In this thesis we address the problem of integrated software pipelining for clustered VLIW architectures. The phases that are integrated and solved as one combined problem are: cluster assignment, instruction selection, scheduling, register allocation and spilling.

As a first step we describe two methods for integrated code generation of basic blocks. The first method is optimal and based on integer linear programming. The second method is a heuristic based on genetic algorithms.

We then extend the integer linear programming model to modulo scheduling. To the best of our knowledge this is the first time anybody has optimally solved the modulo scheduling problem for clustered architectures with instruction selection and cluster assignment integrated.

We also show that optimal spilling is closely related to optimal register allocation when the register files are clustered. In fact, optimal spilling is as simple as adding an additional virtual register file representing the memory and have transfer instructions to and from this register file corresponding to stores and loads.

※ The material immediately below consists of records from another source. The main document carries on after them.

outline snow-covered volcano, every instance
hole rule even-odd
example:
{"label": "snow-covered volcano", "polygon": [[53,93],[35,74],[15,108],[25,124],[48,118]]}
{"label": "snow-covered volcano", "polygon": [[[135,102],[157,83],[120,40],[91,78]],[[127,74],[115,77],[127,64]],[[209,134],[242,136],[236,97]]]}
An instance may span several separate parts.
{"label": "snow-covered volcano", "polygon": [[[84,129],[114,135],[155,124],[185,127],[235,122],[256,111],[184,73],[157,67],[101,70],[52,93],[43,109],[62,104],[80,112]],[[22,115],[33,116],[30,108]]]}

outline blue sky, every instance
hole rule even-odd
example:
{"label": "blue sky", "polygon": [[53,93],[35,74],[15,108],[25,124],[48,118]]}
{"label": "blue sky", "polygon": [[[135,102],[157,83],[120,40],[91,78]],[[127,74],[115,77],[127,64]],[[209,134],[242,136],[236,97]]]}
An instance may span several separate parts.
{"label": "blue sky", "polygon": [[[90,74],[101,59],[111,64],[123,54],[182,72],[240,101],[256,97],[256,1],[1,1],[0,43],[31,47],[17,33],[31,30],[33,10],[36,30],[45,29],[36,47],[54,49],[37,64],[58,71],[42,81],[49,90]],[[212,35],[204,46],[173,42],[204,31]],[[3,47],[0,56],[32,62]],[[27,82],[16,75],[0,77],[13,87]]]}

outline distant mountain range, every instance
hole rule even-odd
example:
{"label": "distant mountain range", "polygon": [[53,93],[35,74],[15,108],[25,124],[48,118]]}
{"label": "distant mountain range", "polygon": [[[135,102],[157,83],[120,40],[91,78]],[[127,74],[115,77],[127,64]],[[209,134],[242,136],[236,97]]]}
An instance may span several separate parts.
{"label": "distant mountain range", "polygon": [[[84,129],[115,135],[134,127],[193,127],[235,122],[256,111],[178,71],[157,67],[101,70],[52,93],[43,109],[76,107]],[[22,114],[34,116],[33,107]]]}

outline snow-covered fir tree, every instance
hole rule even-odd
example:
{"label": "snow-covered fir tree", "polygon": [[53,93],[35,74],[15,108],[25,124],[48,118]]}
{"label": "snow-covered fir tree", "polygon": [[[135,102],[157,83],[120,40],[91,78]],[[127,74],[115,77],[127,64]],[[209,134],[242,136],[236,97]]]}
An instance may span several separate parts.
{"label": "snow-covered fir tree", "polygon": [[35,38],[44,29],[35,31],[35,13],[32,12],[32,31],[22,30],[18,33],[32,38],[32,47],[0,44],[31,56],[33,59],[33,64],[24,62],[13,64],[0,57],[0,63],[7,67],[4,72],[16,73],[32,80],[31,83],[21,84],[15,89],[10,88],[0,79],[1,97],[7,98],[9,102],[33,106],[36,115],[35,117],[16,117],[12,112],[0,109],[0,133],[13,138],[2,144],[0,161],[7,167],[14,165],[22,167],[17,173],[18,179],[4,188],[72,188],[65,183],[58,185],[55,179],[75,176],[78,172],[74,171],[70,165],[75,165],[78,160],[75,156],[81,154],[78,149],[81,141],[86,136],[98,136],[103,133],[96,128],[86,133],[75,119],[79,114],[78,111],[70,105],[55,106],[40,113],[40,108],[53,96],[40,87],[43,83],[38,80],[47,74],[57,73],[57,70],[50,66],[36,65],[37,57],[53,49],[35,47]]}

Our algorithm for modulo scheduling iteratively considers schedules with increasing number of schedule slots. A problem with such an iterative method is that if the initiation interval is not equal to the lower bound there is no way to determine whether the found solution is optimal or not. We have proven that for a class of architectures that we call transfer free, we can set an upper bound on the schedule length. I.e., we can prove when a found modulo schedule with initiation interval larger than the lower bound is optimal.

Experiments have been conducted to show the usefulness and limitations of our optimal methods. For the basic block case we compare the optimal method to the heuristic based on genetic algorithms.


This chapter gives a brief introduction to the area of integrated code generation and to the Optimist framework. We also give a list of our contributions and describe the thesis outline.


A processor in an embedded device often spends the major part of its life executing a few lines of code over and over again. Finding ways to optimize these lines of code before the device is brought to the market could make it possible to run the application on a cheaper or more energy efficient hardware. This fact motivates spending large amounts of time on aggressive code optimization. In this thesis we aim at improving current methods for code optimization by exploring ways to generate provably optimal code.

Compilers and code generation for VLIW architectures

This section contains a very brief description of compilers and VLIW architectures. For a more in depth treatment of these topics, please refer to a good text book in this area, such as the “Dragon book” [1].


Typically a compiler is a program that translates computer programs from one language to another. In this thesis we consider compilers that translate human readable code, e.g. C, into machine code for processors with static instruction level parallelism. For such architectures, it is up to the compiler to generate the parallelism.

The Front end of a compiler is the part which reads the input program and does a translation into some intermediate representation (IR).

Code generation, which is the part of the compiler that we focus on in this thesis, is performed in the back end of a compiler. In essence, it is the process of creating executable code from the previously generated IR. One usual way to do this is to perform three phases in some sequence:

    Instruction selection phase — Select target instructions matching the IR.

    Instruction scheduling phase — Map the selected instructions to time slots on which to execute them.

    Register allocation phase — Select registers in which intermediate values are to be stored.

While doing the phases in sequence is simpler and less computationally heavy, the phases are interdependent. Hence, integrating the phases of the code generator gives more opportunity for optimization. The cost of integrating the phases is that the size of the solution space greatly increases. There is a combinatorial explosion when decisions in all phases are considered simultaneously. This is especially the case when we consider complicated processors with clustered register files and functional units where many different target instructions may be applied to a single IR operation, and with both explicit and implicit transfers between the register clusters.